Saturday, October 16, 2021

KEEP OUT THE MISSISSIPPI

                Something there is that doesn't love a wall,
                That sends the frozen-ground-swell under it,
                And spills the upper boulders in the sun;

                                                     Robert Frost, Mending Wall

Artica head guy Lohr Barkley leads the annual parade by the Mississippi River flood wall.       

Friday, September 10, 2021

CROWNS

A wide view of some of the flood wall at Paint Louis. The Mississippi lies a short distance behind. This is freshly painted - you can see one of the artists in the left background - but I have no idea what it means. Not the first time that has happened to me with a painting. I just like the color and scope of the scene.          

Thursday, September 9, 2021

PESSIMISM OR REALISM

A large section of the Paint Louis mural wall. The times we live in may be the inspiration for the work. 

The artist dangling from the ladder at the far right makes me queasy. It was interesting to see how ladder design has changes for improved safety.             

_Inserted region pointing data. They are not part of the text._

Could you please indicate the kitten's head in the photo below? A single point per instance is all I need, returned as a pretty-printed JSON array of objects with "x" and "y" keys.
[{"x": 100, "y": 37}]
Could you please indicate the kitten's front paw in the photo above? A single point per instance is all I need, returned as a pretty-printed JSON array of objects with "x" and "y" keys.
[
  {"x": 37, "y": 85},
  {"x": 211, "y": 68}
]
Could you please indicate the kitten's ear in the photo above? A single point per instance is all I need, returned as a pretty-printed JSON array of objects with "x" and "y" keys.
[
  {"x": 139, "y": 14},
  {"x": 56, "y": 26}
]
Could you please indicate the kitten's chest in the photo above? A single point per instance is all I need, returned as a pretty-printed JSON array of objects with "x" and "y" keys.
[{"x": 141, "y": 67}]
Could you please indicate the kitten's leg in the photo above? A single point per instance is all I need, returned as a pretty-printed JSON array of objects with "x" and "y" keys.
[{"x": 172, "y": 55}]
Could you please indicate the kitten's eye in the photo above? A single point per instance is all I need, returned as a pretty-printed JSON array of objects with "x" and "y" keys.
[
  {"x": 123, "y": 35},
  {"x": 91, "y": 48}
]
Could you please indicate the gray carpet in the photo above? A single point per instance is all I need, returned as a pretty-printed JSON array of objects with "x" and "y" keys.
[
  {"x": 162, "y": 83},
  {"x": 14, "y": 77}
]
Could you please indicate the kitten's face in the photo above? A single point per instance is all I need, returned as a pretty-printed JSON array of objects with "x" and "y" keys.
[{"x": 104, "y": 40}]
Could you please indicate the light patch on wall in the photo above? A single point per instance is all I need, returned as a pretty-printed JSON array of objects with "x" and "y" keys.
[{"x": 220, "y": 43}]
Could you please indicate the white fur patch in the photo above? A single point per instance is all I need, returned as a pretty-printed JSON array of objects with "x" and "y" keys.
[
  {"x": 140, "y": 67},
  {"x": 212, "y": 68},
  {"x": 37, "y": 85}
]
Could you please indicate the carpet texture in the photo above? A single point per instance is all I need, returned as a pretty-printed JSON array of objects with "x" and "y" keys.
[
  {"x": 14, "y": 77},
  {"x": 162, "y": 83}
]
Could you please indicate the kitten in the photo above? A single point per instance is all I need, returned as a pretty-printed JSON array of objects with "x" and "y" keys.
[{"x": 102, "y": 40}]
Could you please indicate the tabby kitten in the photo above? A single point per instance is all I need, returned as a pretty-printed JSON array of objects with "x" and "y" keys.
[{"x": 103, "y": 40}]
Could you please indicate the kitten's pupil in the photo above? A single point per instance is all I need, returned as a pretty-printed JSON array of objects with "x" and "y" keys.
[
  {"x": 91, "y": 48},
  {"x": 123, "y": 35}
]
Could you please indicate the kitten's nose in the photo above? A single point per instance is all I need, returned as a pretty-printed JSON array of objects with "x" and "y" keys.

Wednesday, September 8, 2021

THE WALL LIGHTS UP

Back to Paint Louis. I may need to use pictures from there until we arrive in Seattle next week. (We were going to arrive in Prague today but that went down the drain.) Lots of colorful things to look at so no problem.

The wall faces roughly west so on a sunny day it becomes brilliant in late afternoon light. Of course, dramatic shadows, too.               

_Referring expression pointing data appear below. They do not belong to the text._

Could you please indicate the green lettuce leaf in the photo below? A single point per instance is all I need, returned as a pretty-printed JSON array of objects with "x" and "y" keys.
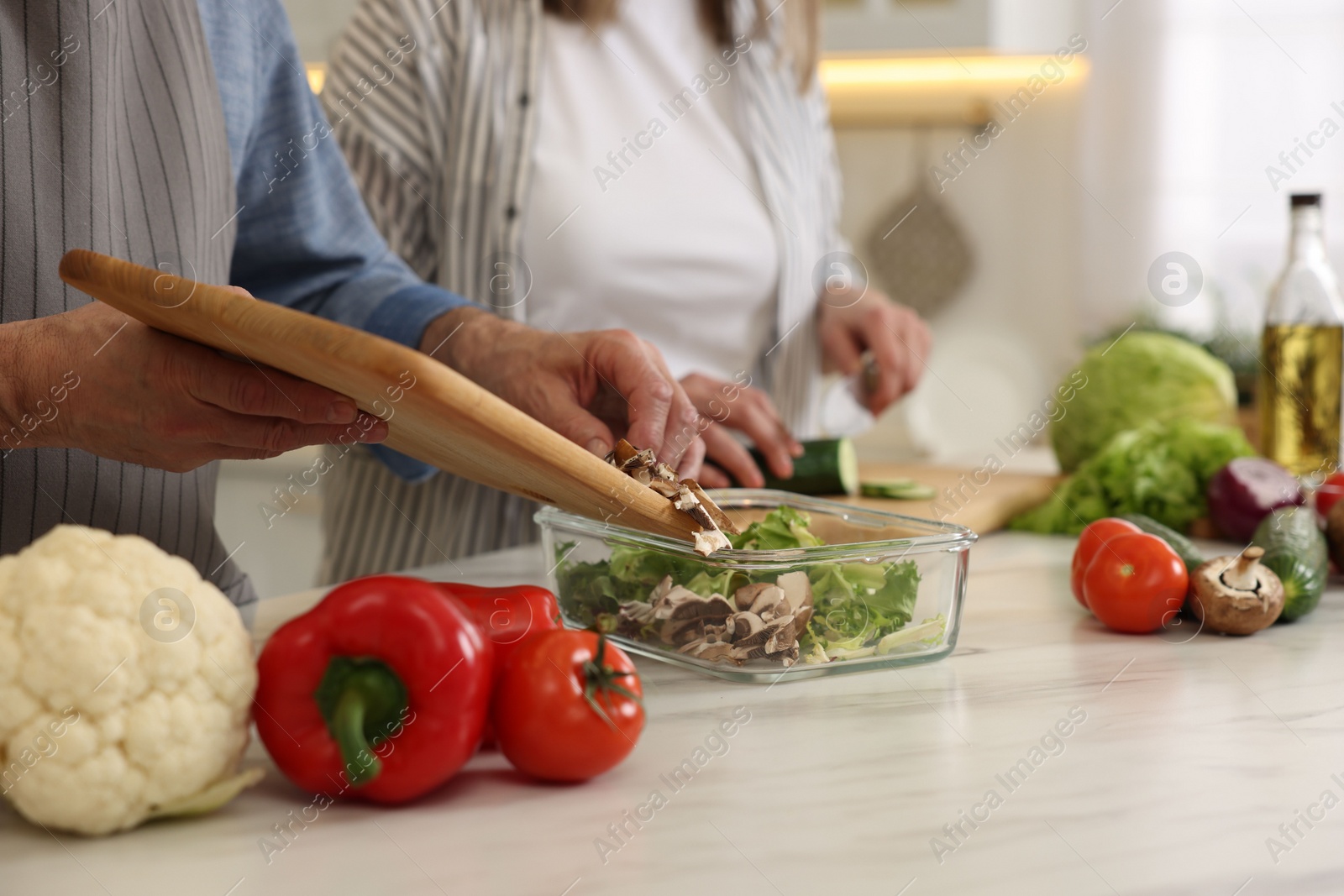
[{"x": 1159, "y": 469}]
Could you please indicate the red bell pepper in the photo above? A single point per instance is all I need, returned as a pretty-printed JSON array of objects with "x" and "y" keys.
[
  {"x": 506, "y": 616},
  {"x": 380, "y": 692}
]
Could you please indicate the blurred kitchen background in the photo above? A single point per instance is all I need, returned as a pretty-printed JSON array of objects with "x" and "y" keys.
[{"x": 1179, "y": 129}]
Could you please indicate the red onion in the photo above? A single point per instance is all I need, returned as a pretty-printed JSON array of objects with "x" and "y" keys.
[{"x": 1247, "y": 490}]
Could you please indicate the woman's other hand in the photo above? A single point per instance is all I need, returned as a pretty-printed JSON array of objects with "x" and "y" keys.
[
  {"x": 853, "y": 322},
  {"x": 736, "y": 406}
]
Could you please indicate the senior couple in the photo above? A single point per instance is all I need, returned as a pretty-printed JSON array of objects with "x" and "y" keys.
[{"x": 463, "y": 195}]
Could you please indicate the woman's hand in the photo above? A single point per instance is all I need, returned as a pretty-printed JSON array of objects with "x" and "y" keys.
[
  {"x": 853, "y": 322},
  {"x": 734, "y": 406}
]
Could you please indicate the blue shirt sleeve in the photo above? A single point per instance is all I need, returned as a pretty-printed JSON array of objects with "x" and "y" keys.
[{"x": 304, "y": 235}]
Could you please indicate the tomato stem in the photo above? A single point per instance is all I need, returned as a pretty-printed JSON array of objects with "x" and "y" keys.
[{"x": 600, "y": 681}]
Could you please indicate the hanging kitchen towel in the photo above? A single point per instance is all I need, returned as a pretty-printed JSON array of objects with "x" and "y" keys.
[{"x": 918, "y": 250}]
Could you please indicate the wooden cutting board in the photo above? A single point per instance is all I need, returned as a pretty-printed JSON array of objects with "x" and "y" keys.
[
  {"x": 441, "y": 417},
  {"x": 983, "y": 508}
]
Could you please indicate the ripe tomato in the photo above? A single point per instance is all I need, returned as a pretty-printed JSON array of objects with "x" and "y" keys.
[
  {"x": 1136, "y": 584},
  {"x": 569, "y": 705},
  {"x": 1330, "y": 493},
  {"x": 506, "y": 617},
  {"x": 1089, "y": 543}
]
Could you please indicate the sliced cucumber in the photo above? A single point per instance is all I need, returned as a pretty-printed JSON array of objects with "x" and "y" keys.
[
  {"x": 1184, "y": 548},
  {"x": 827, "y": 466},
  {"x": 898, "y": 490},
  {"x": 1296, "y": 551}
]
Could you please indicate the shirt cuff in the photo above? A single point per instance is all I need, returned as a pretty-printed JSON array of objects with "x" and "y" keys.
[{"x": 403, "y": 316}]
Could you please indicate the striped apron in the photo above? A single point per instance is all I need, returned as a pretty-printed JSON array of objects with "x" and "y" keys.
[{"x": 112, "y": 139}]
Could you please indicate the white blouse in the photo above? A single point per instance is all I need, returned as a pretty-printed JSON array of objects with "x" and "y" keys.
[{"x": 644, "y": 208}]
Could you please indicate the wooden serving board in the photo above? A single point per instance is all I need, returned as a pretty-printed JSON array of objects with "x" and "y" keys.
[
  {"x": 444, "y": 418},
  {"x": 983, "y": 508}
]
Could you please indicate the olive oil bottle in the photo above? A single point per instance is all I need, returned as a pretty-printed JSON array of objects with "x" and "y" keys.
[{"x": 1301, "y": 352}]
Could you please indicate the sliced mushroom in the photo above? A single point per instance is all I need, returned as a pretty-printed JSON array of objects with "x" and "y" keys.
[
  {"x": 633, "y": 618},
  {"x": 710, "y": 540},
  {"x": 687, "y": 496},
  {"x": 786, "y": 658},
  {"x": 687, "y": 604},
  {"x": 712, "y": 652},
  {"x": 781, "y": 636},
  {"x": 664, "y": 488},
  {"x": 622, "y": 453},
  {"x": 718, "y": 517},
  {"x": 746, "y": 625},
  {"x": 797, "y": 589},
  {"x": 746, "y": 595},
  {"x": 769, "y": 602},
  {"x": 1236, "y": 594},
  {"x": 660, "y": 590}
]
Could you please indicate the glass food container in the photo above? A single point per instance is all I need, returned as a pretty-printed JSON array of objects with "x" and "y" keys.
[{"x": 882, "y": 590}]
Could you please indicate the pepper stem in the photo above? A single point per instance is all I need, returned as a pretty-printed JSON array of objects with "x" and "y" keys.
[{"x": 362, "y": 700}]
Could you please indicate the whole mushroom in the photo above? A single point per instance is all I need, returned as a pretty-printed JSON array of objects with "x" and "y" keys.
[{"x": 1236, "y": 594}]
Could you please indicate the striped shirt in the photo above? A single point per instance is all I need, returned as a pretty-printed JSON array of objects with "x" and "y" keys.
[
  {"x": 443, "y": 149},
  {"x": 181, "y": 136}
]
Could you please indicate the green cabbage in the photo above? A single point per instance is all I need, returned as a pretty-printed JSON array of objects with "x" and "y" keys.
[
  {"x": 1140, "y": 378},
  {"x": 1159, "y": 469}
]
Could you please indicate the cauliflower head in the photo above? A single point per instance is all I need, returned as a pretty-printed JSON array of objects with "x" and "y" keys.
[{"x": 125, "y": 684}]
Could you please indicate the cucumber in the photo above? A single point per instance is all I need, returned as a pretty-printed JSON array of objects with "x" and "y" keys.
[
  {"x": 898, "y": 490},
  {"x": 827, "y": 466},
  {"x": 1183, "y": 547},
  {"x": 1296, "y": 551}
]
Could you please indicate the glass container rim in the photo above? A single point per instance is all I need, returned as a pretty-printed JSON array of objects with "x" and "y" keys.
[{"x": 944, "y": 537}]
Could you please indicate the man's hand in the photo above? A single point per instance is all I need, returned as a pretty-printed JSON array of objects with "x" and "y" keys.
[
  {"x": 730, "y": 406},
  {"x": 589, "y": 387},
  {"x": 129, "y": 392},
  {"x": 853, "y": 322}
]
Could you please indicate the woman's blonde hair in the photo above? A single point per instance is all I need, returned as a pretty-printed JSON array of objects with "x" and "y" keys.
[{"x": 801, "y": 24}]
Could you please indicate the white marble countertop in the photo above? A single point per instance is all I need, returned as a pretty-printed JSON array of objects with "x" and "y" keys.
[{"x": 1189, "y": 757}]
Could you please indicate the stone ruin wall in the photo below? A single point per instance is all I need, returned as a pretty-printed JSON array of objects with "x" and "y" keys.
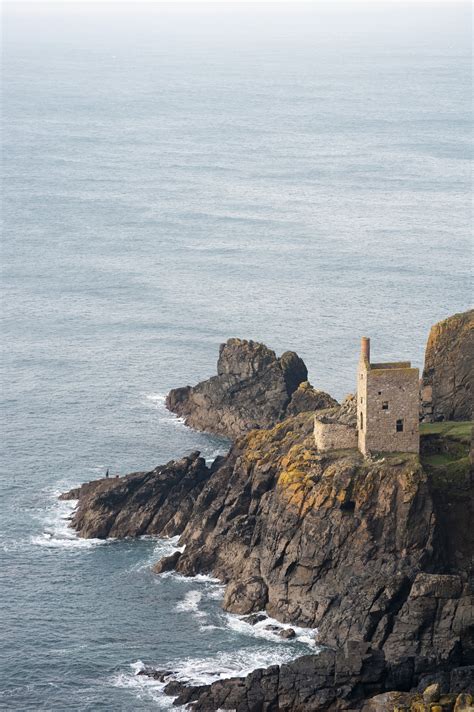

Thursday, December 24, 2020

THE BEST CHRISTMAS PRESENT OF ALL

Something new on the Paint Louis section of the Mississippi River flood wall.             

Wednesday, July 8, 2020

EAT MY SHORTS


From the graffiti-permitted section of the Mississippi River floodwall. I've always admired Bart Simpson. He was a boy I never was, self-determined, sometimes rebellious, sarcastic, often disrespectful. I was a good kid, reasonably obedient, following the social, political and religious party line. Always had a good haircut. Rarely got into trouble. Then adolescence hit me in the cauldron of New York City. Wow, did things change. 

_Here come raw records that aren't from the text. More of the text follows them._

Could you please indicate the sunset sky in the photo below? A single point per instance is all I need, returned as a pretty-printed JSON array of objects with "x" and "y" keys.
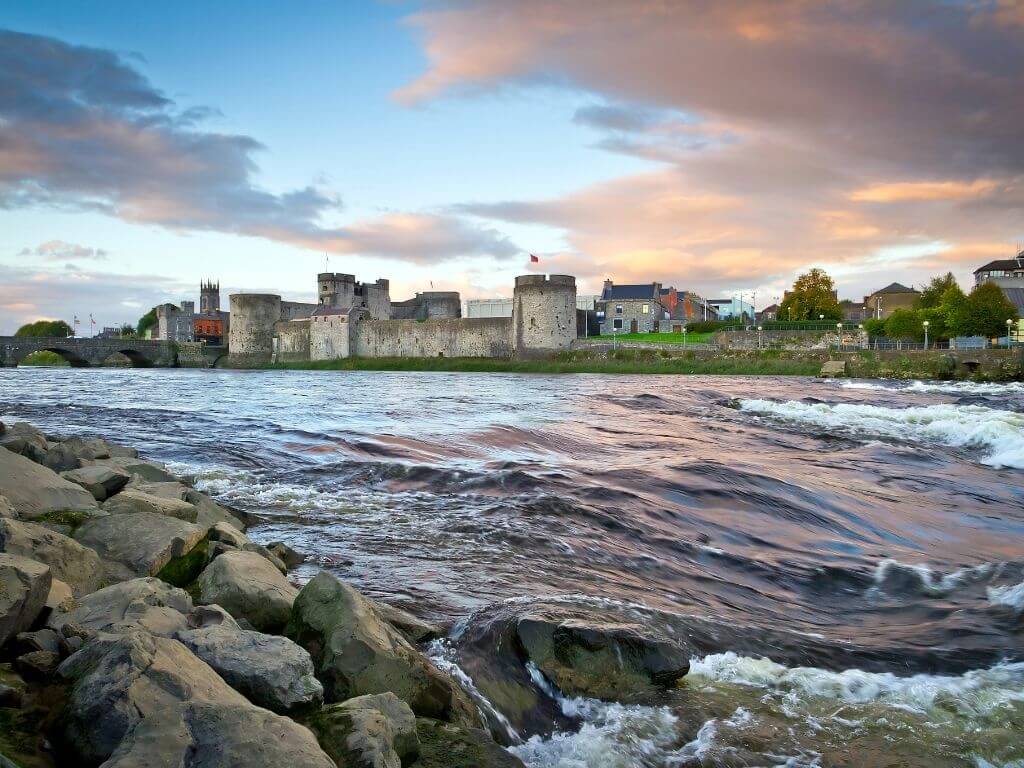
[{"x": 716, "y": 145}]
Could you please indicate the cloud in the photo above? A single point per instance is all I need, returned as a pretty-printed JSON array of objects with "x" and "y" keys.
[
  {"x": 787, "y": 133},
  {"x": 57, "y": 250},
  {"x": 82, "y": 129}
]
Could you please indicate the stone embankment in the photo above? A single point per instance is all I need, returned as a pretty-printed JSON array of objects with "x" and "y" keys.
[{"x": 140, "y": 626}]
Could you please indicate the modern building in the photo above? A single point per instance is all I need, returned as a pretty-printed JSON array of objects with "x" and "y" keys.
[
  {"x": 885, "y": 301},
  {"x": 1008, "y": 274}
]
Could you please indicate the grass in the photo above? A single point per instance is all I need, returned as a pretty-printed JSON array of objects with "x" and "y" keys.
[
  {"x": 691, "y": 338},
  {"x": 623, "y": 361}
]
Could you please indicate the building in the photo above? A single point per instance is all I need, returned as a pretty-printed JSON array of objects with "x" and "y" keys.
[
  {"x": 632, "y": 308},
  {"x": 884, "y": 302},
  {"x": 1008, "y": 274}
]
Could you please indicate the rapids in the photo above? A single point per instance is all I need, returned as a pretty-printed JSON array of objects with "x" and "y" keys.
[{"x": 846, "y": 557}]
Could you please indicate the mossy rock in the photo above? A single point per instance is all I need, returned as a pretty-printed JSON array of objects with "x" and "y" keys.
[{"x": 182, "y": 571}]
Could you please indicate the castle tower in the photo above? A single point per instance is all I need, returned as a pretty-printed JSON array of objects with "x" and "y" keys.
[
  {"x": 543, "y": 314},
  {"x": 209, "y": 297}
]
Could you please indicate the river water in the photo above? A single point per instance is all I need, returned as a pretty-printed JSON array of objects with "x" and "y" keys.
[{"x": 859, "y": 544}]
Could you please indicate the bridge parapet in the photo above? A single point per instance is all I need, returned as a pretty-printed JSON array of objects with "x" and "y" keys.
[{"x": 80, "y": 352}]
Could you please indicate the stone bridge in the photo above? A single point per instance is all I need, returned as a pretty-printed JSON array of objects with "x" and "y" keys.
[{"x": 81, "y": 352}]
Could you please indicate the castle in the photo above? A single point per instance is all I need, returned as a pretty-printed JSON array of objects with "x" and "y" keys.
[{"x": 354, "y": 318}]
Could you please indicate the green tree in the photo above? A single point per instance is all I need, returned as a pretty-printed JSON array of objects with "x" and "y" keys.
[
  {"x": 931, "y": 295},
  {"x": 905, "y": 324},
  {"x": 984, "y": 312},
  {"x": 813, "y": 295},
  {"x": 146, "y": 322},
  {"x": 57, "y": 329}
]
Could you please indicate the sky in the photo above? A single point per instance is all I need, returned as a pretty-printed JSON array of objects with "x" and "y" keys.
[{"x": 717, "y": 145}]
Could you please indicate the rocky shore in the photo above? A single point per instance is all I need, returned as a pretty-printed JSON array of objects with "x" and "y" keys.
[{"x": 139, "y": 626}]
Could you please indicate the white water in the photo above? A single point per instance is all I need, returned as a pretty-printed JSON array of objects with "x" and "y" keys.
[{"x": 997, "y": 434}]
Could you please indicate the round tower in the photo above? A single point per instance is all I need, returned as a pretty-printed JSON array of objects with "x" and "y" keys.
[
  {"x": 543, "y": 314},
  {"x": 251, "y": 336}
]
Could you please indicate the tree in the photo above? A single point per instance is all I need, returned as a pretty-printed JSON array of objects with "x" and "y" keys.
[
  {"x": 985, "y": 312},
  {"x": 57, "y": 329},
  {"x": 931, "y": 295},
  {"x": 146, "y": 322},
  {"x": 904, "y": 324},
  {"x": 813, "y": 295}
]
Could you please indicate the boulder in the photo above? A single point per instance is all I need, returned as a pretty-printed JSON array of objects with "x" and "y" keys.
[
  {"x": 24, "y": 587},
  {"x": 248, "y": 587},
  {"x": 355, "y": 652},
  {"x": 448, "y": 745},
  {"x": 100, "y": 481},
  {"x": 70, "y": 562},
  {"x": 146, "y": 604},
  {"x": 130, "y": 501},
  {"x": 35, "y": 492},
  {"x": 268, "y": 670},
  {"x": 137, "y": 699},
  {"x": 144, "y": 544},
  {"x": 289, "y": 556}
]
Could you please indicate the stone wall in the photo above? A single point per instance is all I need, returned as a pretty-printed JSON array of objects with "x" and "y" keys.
[{"x": 482, "y": 337}]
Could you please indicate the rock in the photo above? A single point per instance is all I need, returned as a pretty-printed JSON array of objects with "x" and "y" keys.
[
  {"x": 269, "y": 671},
  {"x": 146, "y": 604},
  {"x": 144, "y": 544},
  {"x": 248, "y": 587},
  {"x": 415, "y": 630},
  {"x": 35, "y": 492},
  {"x": 38, "y": 665},
  {"x": 140, "y": 468},
  {"x": 446, "y": 745},
  {"x": 399, "y": 716},
  {"x": 289, "y": 556},
  {"x": 100, "y": 481},
  {"x": 137, "y": 699},
  {"x": 356, "y": 737},
  {"x": 45, "y": 639},
  {"x": 24, "y": 587},
  {"x": 131, "y": 502},
  {"x": 356, "y": 652},
  {"x": 834, "y": 369},
  {"x": 70, "y": 562}
]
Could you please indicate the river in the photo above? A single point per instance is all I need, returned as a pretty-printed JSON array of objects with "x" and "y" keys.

Got some mildly irresponsible things to do tomorrow. Three airports: STL - ORD - LAN. Gotta see those other grandchildren.    

Tuesday, May 12, 2020

GAP


If I'm out of ideas for a post the easiest thing to do is to go to the graffiti-permitted section of the Mississippi floodwall south of the Arch.  There is a time of year, known as Paint Louis, when the whole thing is redone. However, people repaint parts of it here and there as they please so there is constant change. This gap in the wall gives access to an industrial area that serves the river barges (a steel gate can close it when necessary). That gray horizontal streak in the lower center is one of them. The tall smokestacks are on a factory across the Mississippi in Illinois, more than a mile away.             

Tuesday, October 22, 2019

EVERYONE HAS THEIR PRICE


Gentle reader, please interpret for yourself. That's the Paint Louis section of the flood wall along the Mississippi on the right and a railroad bridge across the river behind. My guess is that it's someone's nom de graffiti. However, it also reminds me of Two Buck Chuck, the nickname of super cheap wine sold across America under the Charles Shaw label at Trader Joe's food stores. I understand that with inflation, it's now $3.79 a bottle. Cheers!           

Sunday, September 2, 2018

Intermission


A day's break from Fringe Festival pictures. The show I'm working on now is difficult, for a couple or reasons.               

But there is a lot of other stuff going on here this weekend. One of them is Paint Louis. There is a long section of the Mississippi flood wall south of downtown where graffiti and wall art are permitted. Once a year spray can artists are invited to renew it. It's going on now. Back to The Fringe shortly.



Friday, June 15, 2018

The Lowdown


What's the bird's eye low-down on this caper? Whatever that means . . .

      - Nick Danger
      The Further Adventures of Nick Danger
      Firesign Theatre, 1969
Anybody else out there old and strange enough to remember that? One of the funniest and most challenging things I've ever heard. Firesign Theatre was a major influence on the person I became.

This is on the graffiti-permitted section of the Mississippi flood wall.